Prof. Dr. Okan Bölükbaşı, ‘’Kınanın tıbbi kullanımında; verem ilerlemesini durdurduğu, antiviral, antimikrobik, antifungal (Mantarlara karşı), protein glikasyonu önleyici, yara iyileştirici, antipiretik (Ateş düşürücü), analjezik (Ağrı kesici), antiinflamatuvar (Yangı-iltihap önleyici) özellikleri olduğu uzun zamandır bilinmektedir. Mollusc, tyripanasoma, gibi hastalık etkenlerine karşı da yararlı olduğu bilinmektedir. Kına, ayrıca kanser, parazit, şeker hastalığı önleyici özelliklere sahipti. Karaciğeri korur. Bu nedenle sarılıkta kullanılagelmiştir. Kına, bağışıklık sistemini olumlu yönde düzenleyici etkilere de sahiptir. Günümüzde Ayurvedik tıp ve Unani tıp (Hindistan’da halen kullanılan eski yunan tıbbının bir formu) kına gargaralarını bademcik iltihabı, farenjit, diyare, dizanteri, ülser, barsak kurdu ve ateş tedavisinde uygulamaktadır’’ açıklamasını yaptı.

Yararları yanında dikkat edilmesi gereken durumlar da vardır. Nadir bir kan hastalığı olan favizm (Bakla yenmesi ile şiddetli iç kanama gelişmesi), ülkemizde nisbeten daha yaygın görülebilmektedir. Bu hastalığı olan ama hasta olduğu bilinmeyen bir çocuğun eline kına sürülmesi, az miktarda olsa bile, iç kanamaya neden olabilir!

Okan Üniversitesi Hastanesi Nöroloji Uzmanı Prof. Dr. Okan Bölükbaşı, Kınanın ağrı kesici özelliğinin nerelerde kullanılması gerektiği konusunda önemli bilgiler verdi.

Kına, halk hekimliğinde, uyuz, saç kepeği, saç dökülmesi, sarılık, mantar hastalıkları, dalak büyümesi, kanser, amipli dizanteride kullanılmaktadır.

Kına yağı, kınadan elde edilen ve tedavi amaçlı olarak kullanılan bir maddedir. Özellikle eklem iltihabı ve romatizma kaynaklı ağrılarda etkilidir.

Kına, yanık yüzeyler üzerinde serinletici etki yapmakta, bu nedenle yüksek ateş tedavisi ve yanık bakımında kullanılabilmektedir.

Kınanın özellikle nöropatik ağrıda etkili olabileceği, doksanların sonlarına doğru bilimsel araştırmalarla ispatlanmıştır. Normal ağrı kesicilere cevap vermeyen nöropatik ağrı türü ağrılar, geniş bir grup hastalığı içermektedir. Trigeminal nevraljiden diyabetik nöropatiye (Şeker hastalarında görülen ayak yanmaları bu durum ile ilişkilidir); kanser ağrılarından fibromiyaljiye dek birçok ağrılı hastalığı barındırır.

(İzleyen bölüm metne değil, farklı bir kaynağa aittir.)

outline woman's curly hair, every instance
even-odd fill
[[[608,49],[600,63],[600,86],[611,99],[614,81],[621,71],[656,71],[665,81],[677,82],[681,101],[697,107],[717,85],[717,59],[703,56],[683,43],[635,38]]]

Prof. Dr. Okan Bölükbaşı, ‘’Uzun bir süredir nöropatik ağrıya neden olan sinir sıkışması (En sık görüleni karpal tünel ) ve boyun fıtığı hastalarının kına sürdüklerini gözlemliyorduk. Bazı Ortadoğu ülkelerinde doktorlar karpal tünel sendromunda ellere kına sürülmesini bir hastalık işareti olarak görmektedir (Yani neredeyse kına varlığına bakıp karpal tünel tanısı koymak!). Gerçekten de kına, bu gibi durumlarda gözlenen “yanma”, “elektrik çarpması”, “batma” , “iğnelenme” benzeri nöropatik ağrıları ciddi biçimde azaltmaktadır. Halk arasında bu tür ağrılarda deriye kına sürmek uygulamasının boş bir inanç olmadığı, bilimsel bir temeli olduğu anlaşıldı. Kınanın içerdiği ağrı kesici maddeler ayrıntılı olarak tanımlanmış ve Birleşik Devletler patent dairesi tarafından tescil edilmiştir’’ dedi.